Spring for Apache Hadoop is aware of the security constraints of the running Hadoop environment and allows its components to be configured as such. For clarity, this document breaks down security into HDFS permissions and user impersonation (also known as secure Hadoop). The rest of this document discusses each component and the impact (and usage) it has on the various SHDP features.

10.1 HDFS permissions

HDFS layer provides file permissions designed to be similar to those present in *nix OS. The official guide explains the major components but in short, the access for each file (whether it's for reading, writing or in case of directories accessing) can be restricted to certain users or groups. Depending on the user identity (which is typically based on the host operating system), code executing against the Hadoop cluster can see or/and interact with the file-system based on these permissions. Do note that each HDFS or FileSystem implementation can have slightly different semantics or implementation.

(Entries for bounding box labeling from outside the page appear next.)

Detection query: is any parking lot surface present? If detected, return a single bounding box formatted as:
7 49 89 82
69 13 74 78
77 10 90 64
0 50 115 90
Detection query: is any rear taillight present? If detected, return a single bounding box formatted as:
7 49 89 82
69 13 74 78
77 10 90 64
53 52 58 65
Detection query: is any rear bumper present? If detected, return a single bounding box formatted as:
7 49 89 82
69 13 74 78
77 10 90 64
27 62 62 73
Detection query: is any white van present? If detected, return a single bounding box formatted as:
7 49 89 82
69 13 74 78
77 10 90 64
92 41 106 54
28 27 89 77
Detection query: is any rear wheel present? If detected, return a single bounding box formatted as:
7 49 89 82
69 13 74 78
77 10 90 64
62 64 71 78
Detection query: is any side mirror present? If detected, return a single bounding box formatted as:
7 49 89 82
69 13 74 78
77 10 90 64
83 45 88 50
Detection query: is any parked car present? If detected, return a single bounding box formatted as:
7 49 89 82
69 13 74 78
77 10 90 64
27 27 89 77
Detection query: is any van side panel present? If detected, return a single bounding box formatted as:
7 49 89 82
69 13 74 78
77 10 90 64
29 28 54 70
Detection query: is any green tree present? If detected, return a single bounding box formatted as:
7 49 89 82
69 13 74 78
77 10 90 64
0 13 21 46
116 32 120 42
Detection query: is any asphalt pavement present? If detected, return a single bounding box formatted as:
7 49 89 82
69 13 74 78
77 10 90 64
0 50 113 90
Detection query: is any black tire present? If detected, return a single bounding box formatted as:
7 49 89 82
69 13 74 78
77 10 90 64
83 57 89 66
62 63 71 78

SHDP obeys the HDFS permissions, using the identity of the current user (by default) for interacting with the file system. In particular, the HdfsResourceLoader considers when doing pattern matching, only the files that it's supposed to see and does not perform any privileged action. It is possible however to specify a different user, meaning the ResourceLoader interacts with HDFS using that user's rights - however this obeys the user impersonation rules. When using different users, it is recommended to create separate ResourceLoader instances (one per user) instead of assigning additional permissions or groups to one user - this makes it easier to manage and wire the different HDFS views without having to modify the ACLs. Note however that when using impersonation, the ResourceLoader might (and will typically) return restricted files that might not be consumed or seen by the callee.

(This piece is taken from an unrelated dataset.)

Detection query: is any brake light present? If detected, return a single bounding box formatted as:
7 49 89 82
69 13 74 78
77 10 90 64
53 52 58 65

10.2 User impersonation (Kerberos)

Securing a Hadoop cluster can be a difficult task - each machine can have a different set of users and groups, each with different passwords. Hadoop relies on Kerberos, a ticket-based protocol for allowing nodes to communicate over a non-secure network to prove their identity to one another in a secure manner. Unfortunately there is not a lot of documentation on this topic out there. However there are some resources to get you started.

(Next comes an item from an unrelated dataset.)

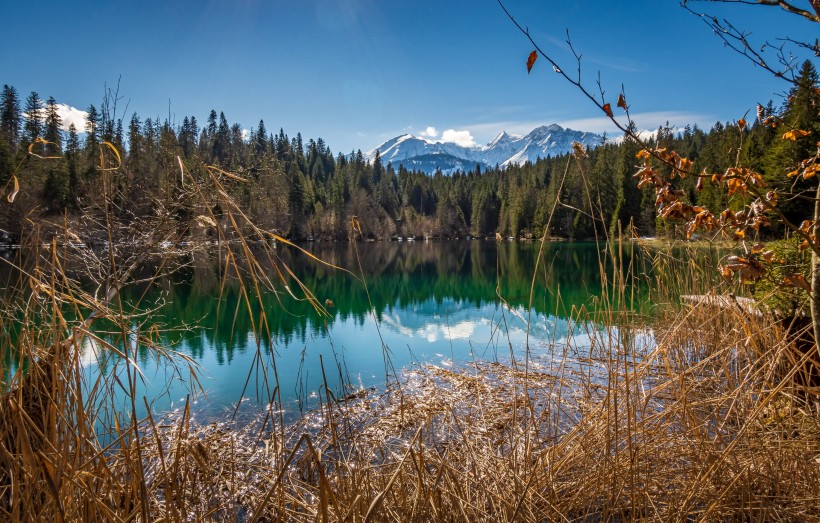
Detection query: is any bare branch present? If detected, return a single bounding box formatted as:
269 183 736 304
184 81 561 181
683 0 820 23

SHDP does not require any extra configuration - it simply obeys the security system in place. By default, when running inside a secure Hadoop, SHDP uses the current user (as expected). It also supports user impersonation, that is, interacting with the Hadoop cluster with a different identity (this allows a superuser to submit job or access hdfs on behalf of another user in a secure way, without leaking permissions). The major MapReduce components, such as job, streaming and tool as well as pig support user impersonation through the user attribute. By default, this property is empty, meaning the current user is used - however one can specify the different identity (also known as ugi) to be used by the target component:

<hdp:job id="jobFromJoe" user="joe" .../>

Note that the user running the application (or the current user) must have the proper kerberos credentials to be able to impersonate the target user (in this case joe).